He estado echándole un vistazo a los artículos sobre regalos de San Valentín que he escrito últimamente y me he dado cuenta de una cosa: las tres cosas que más me gustan son las que me han convertido en un cínico: el vino, las mujeres y la vida han hecho de mí lo que no quería ser. Bueno: mi cuñado también me ha echado una manita.
Creo, de hecho, que mi “sanvalentinofobia” data de uno de los primeros catorces de febrero que ese mastuerzo compartió –es un decir- con mi hermana. Le regaló un anillo que no se podía permitir. Hasta ahora, todo bien. Pero lo que me hizo desearle el infierno de los idiotas fueron sus palabras.
-Verás qué guapa vas a ir y cómo te va a envidiar todo el mundo –dijo el muy lameluzo, una frase lapidaria que luego redondearía con un- a ver qué novio te ha comprado nunca un anillo así de caro.
Hay matices
A ver, pestruzo: ¿le comprabas el anillo para decirle que la querías o para que todos vieras cuánto la querías? Hay matices, aunque tu cerebro, prueba de que no todos los seres humanos han evolucionado más allá de obtener un pulgar oponible, puede no apreciarlos.
No soporto a los que tienen pareja para lucirla, para decir “mi novia es la más guapa y además le compro los regalos más caros porque he triunfado en la vida y porque yo lo valgo y no me apetece gastarme el dinero en champú”.
Capullos por florecer
Creo que acabo de retratar a mi cuñado en el párrafo anterior. Es de esos capullos por florecer que el día de San Valentín por la mañana le mandan rosas a su respectiva; por la tarde se tiran a ver el partido en el sofá con una cerveza y un bol de panchitos que su mujer, devota, rellena cada cuarto de hora y por la noche la llevan a restaurante (una vez al año no hace daño) que no pueden permitirse y le regalan una joya que van a tener que pagar a plazos. Entre la bipolaridad y la cretinez, vamos.

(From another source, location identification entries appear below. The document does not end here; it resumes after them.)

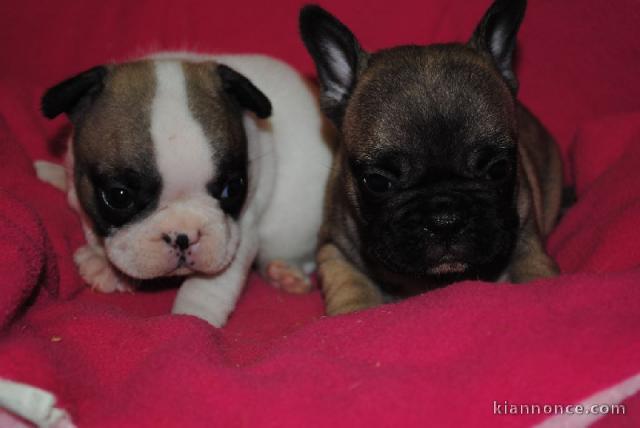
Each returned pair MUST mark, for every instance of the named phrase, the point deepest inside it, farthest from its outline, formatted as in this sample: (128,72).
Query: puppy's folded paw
(51,173)
(96,270)
(288,277)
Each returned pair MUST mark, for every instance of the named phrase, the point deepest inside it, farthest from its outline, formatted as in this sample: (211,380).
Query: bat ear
(337,55)
(69,95)
(244,92)
(496,36)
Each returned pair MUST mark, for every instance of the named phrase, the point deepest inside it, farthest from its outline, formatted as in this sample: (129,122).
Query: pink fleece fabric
(439,359)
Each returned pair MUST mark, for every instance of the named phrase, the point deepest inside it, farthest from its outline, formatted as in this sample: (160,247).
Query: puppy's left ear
(496,36)
(72,94)
(338,57)
(244,92)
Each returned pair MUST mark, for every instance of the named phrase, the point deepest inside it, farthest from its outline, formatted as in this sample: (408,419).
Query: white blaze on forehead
(183,154)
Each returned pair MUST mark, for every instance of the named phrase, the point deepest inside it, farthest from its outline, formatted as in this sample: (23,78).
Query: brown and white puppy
(441,174)
(176,171)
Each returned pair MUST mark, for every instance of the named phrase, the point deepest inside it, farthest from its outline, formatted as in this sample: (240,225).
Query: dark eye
(232,189)
(498,169)
(376,183)
(118,198)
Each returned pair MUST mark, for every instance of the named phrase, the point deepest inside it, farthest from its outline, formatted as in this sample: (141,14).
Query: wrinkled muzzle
(186,236)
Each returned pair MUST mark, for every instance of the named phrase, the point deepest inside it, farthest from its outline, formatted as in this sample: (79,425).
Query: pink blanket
(459,356)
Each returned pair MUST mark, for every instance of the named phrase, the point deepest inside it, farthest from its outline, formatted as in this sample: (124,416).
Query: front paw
(287,277)
(206,299)
(98,272)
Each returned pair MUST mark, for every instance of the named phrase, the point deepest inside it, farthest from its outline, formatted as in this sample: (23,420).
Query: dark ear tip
(311,13)
(265,111)
(49,106)
(62,97)
(245,92)
(310,10)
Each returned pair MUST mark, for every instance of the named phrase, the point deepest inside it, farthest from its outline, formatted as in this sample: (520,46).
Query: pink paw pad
(289,278)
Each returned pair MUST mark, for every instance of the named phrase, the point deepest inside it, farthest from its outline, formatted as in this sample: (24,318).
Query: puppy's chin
(435,261)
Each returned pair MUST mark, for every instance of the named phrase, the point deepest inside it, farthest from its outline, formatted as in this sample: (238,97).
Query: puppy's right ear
(71,94)
(338,57)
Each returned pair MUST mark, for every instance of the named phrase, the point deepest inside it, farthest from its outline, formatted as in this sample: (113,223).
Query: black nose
(182,241)
(446,215)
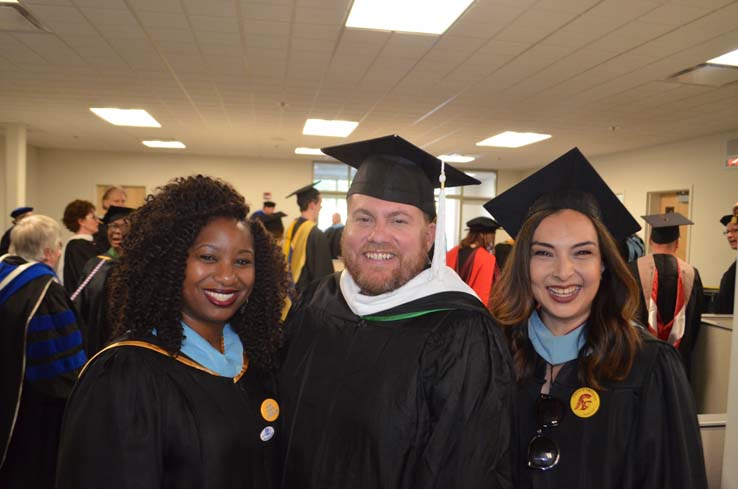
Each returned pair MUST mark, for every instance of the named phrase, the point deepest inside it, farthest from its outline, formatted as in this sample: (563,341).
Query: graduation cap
(665,227)
(115,212)
(306,194)
(569,182)
(727,219)
(482,225)
(18,211)
(393,169)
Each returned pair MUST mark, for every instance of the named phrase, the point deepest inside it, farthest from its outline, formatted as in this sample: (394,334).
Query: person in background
(267,209)
(394,377)
(17,214)
(333,234)
(79,218)
(600,402)
(114,195)
(305,247)
(670,288)
(726,294)
(184,398)
(40,354)
(91,297)
(472,258)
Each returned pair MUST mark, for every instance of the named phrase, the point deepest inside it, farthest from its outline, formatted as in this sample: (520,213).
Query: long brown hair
(611,340)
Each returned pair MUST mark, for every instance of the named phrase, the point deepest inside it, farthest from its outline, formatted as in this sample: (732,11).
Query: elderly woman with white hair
(40,354)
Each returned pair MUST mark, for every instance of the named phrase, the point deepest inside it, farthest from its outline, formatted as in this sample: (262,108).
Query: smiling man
(394,376)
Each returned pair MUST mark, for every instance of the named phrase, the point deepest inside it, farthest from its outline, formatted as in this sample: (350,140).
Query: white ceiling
(239,77)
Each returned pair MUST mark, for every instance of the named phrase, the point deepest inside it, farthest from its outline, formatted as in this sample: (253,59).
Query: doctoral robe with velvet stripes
(40,353)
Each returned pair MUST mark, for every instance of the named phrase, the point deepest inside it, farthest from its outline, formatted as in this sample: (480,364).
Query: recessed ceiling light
(419,16)
(308,151)
(727,59)
(127,117)
(512,139)
(456,158)
(165,144)
(321,127)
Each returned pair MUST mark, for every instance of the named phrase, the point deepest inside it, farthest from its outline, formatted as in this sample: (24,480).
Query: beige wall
(696,165)
(64,175)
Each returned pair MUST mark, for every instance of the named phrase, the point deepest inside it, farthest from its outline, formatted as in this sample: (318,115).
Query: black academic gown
(318,262)
(724,301)
(666,266)
(138,418)
(410,403)
(645,434)
(76,255)
(92,304)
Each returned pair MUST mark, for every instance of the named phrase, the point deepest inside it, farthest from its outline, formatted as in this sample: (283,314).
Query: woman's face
(89,223)
(565,269)
(220,274)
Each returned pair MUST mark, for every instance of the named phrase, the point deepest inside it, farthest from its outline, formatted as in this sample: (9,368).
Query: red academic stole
(673,331)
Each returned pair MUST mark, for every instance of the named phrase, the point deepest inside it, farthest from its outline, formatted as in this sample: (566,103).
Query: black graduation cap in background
(569,182)
(482,225)
(393,169)
(116,212)
(665,227)
(306,194)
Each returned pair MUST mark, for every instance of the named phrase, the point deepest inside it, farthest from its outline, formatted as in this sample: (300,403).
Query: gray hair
(32,235)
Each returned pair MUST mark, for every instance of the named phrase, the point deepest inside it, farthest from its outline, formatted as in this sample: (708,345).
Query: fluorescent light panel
(456,158)
(321,127)
(729,59)
(164,144)
(308,151)
(512,139)
(126,117)
(421,16)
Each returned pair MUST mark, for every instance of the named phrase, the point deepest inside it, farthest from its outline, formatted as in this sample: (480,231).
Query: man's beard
(410,266)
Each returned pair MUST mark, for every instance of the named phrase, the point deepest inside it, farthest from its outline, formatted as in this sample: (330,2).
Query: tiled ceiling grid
(239,77)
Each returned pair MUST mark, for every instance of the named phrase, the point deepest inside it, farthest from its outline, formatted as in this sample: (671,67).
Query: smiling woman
(599,402)
(185,395)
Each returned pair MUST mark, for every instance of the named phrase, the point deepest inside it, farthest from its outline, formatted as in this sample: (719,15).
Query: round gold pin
(585,402)
(269,410)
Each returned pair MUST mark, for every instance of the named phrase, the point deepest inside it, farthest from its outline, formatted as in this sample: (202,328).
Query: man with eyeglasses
(724,301)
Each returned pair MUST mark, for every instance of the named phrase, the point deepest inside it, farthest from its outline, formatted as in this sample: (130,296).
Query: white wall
(64,175)
(697,165)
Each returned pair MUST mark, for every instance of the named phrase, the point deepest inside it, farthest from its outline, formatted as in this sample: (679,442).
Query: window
(462,203)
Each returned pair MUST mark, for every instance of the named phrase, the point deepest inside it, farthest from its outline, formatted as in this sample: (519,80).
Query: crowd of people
(190,344)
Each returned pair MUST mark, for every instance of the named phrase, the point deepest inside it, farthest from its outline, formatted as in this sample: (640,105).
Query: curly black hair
(145,288)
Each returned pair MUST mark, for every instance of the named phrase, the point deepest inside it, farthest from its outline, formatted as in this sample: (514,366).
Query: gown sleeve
(111,435)
(467,381)
(668,441)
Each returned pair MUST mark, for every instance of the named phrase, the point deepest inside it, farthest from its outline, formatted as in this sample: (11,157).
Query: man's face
(731,232)
(385,244)
(116,197)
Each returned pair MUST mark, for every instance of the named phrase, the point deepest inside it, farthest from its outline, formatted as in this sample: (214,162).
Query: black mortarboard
(115,212)
(727,219)
(665,227)
(20,211)
(569,182)
(306,194)
(393,169)
(482,225)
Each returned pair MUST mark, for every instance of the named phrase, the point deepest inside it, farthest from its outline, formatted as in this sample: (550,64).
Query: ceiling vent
(707,75)
(15,17)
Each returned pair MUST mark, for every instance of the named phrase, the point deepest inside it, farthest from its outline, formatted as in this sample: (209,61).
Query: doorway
(670,201)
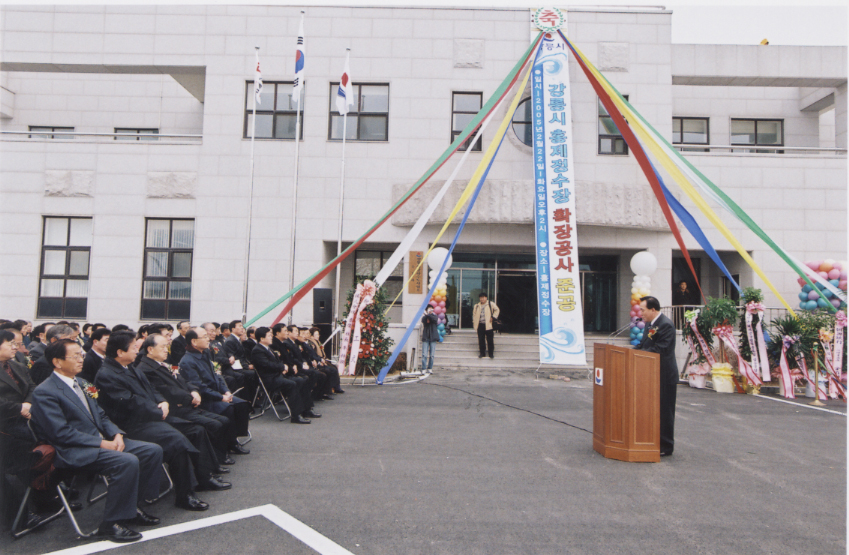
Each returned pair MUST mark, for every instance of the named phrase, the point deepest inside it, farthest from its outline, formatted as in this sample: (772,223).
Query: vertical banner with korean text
(561,321)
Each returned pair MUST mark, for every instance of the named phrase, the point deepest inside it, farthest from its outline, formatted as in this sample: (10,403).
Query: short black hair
(191,334)
(651,303)
(6,335)
(58,349)
(119,341)
(98,334)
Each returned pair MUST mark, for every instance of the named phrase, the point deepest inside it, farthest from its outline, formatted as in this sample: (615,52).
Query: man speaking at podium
(659,337)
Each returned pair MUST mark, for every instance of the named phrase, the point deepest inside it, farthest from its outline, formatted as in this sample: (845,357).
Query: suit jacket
(178,349)
(126,395)
(12,394)
(174,389)
(196,369)
(266,362)
(492,311)
(91,365)
(662,341)
(61,420)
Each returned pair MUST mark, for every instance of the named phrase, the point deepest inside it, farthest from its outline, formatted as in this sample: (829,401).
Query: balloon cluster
(640,287)
(440,294)
(643,264)
(828,269)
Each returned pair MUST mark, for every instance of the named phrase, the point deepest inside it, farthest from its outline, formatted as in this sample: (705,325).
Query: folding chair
(268,401)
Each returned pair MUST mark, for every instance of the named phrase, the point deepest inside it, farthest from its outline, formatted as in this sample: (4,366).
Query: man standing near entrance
(660,338)
(482,317)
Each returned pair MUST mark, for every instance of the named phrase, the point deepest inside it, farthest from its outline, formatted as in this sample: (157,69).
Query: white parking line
(287,522)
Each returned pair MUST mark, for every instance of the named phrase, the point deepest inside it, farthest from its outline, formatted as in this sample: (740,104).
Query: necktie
(8,368)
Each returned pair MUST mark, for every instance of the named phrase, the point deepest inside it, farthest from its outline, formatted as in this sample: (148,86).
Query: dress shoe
(143,519)
(214,484)
(191,503)
(115,532)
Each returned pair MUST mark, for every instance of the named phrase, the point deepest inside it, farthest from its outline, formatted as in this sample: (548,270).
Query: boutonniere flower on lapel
(89,389)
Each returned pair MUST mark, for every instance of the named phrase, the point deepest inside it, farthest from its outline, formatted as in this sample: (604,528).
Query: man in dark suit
(95,355)
(178,345)
(84,437)
(132,403)
(273,373)
(183,399)
(659,337)
(197,369)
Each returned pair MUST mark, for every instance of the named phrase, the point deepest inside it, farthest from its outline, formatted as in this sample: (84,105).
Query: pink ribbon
(757,345)
(702,343)
(349,326)
(726,335)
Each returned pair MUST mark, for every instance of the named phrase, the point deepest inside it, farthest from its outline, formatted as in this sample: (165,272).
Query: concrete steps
(460,350)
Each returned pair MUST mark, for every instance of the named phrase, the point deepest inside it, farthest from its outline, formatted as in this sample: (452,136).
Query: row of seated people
(140,410)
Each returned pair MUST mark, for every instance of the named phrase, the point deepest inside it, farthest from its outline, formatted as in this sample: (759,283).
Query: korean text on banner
(561,321)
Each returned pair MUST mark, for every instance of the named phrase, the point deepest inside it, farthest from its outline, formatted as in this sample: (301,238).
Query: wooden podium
(626,404)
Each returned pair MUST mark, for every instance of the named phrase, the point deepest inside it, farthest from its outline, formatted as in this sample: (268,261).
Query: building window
(276,114)
(136,134)
(464,108)
(522,122)
(691,131)
(65,253)
(610,140)
(167,283)
(368,263)
(40,129)
(757,132)
(368,118)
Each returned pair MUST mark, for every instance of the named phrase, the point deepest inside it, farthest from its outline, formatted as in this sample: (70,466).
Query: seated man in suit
(239,360)
(659,337)
(41,368)
(132,403)
(197,369)
(291,355)
(95,355)
(273,373)
(84,437)
(183,399)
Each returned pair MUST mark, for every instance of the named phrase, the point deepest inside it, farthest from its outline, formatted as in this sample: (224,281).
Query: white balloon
(437,257)
(644,263)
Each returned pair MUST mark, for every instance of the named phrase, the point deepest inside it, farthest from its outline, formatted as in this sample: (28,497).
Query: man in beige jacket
(482,317)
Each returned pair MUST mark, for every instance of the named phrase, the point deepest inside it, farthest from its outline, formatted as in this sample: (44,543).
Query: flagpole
(341,201)
(295,188)
(250,204)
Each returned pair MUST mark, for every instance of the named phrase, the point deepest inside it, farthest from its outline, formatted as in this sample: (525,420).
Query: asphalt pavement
(499,462)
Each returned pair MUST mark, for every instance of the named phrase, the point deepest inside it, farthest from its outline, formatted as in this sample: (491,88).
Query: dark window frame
(136,133)
(478,146)
(690,147)
(274,112)
(771,148)
(167,279)
(616,139)
(67,249)
(54,129)
(357,111)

Me estoy apercibiendo de que, del triunvirato que me ha vuelto un cínico se van a caer las mujeres y voy a incorporar la manera de querer de algunos, que aman y cuidan a su pareja según sea San Valentín o San Güich de la Buena Mesa. El amor es cosa de 365 días al año, 366 si es bisiesto.
Sólo debe dejar de adorarse a la pareja los 32 de febrero, de modo que San Valentín no sea sino un hito, sino un día como otro cualquiera en el que la pareja celebre un recordatorio de su amor, pero no que por ser ese día se quiera más.